Act two: the infrastructure is already exposed. The door is already open in systems running today.
Act three: a tool capable of finding and generating exploits at machine speed is coming to the public market within six to twelve months. The company releasing it has told you directly that nobody has built the safeguards yet. Including them.
What Governance Looks Like Here
This is not an argument that Mythos should not exist. Defensive cybersecurity applications of this capability are real and significant. Finding 23,000 vulnerabilities including a critical flaw in a library used by billions of devices is genuinely valuable work.
The argument is that capability without governance is not a product. It is a liability.
Governance at the release level means safeguards that exist before the door opens. Not after the first misuse incident. Not after the capacity crunch overwhelms open-source maintainers.
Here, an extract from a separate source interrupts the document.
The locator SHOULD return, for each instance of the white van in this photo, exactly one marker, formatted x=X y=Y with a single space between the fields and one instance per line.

Before.
Governance at the session level means every interaction with a Mythos-class model carries disclosure about what constraints are operating, what the model can and cannot do, and what conditions are shaping the output the user receives.
Governance at the infrastructure level means the agentic systems that Mythos-class models will interact with are not running the equivalent of BadHost vulnerabilities in their foundational frameworks.
All three layers are required. Right now none of them are confirmed to exist at the scale Anthropic is describing.
The Statement That Matters
Anthropic said it.
No company, including itself, has built safeguards sufficient to prevent the model from being misused.
That statement is the governance gap.
Not the model. Not the capability. Not the timeline.
The gap between what the model can do and what exists to govern it.
That gap has a name now. It has a CVE number from BadHost. It has a study from Edinburgh that predicted it. It has an announcement from Anthropic that confirmed it.
The door is being built in public.
The lock is still on the drawing board.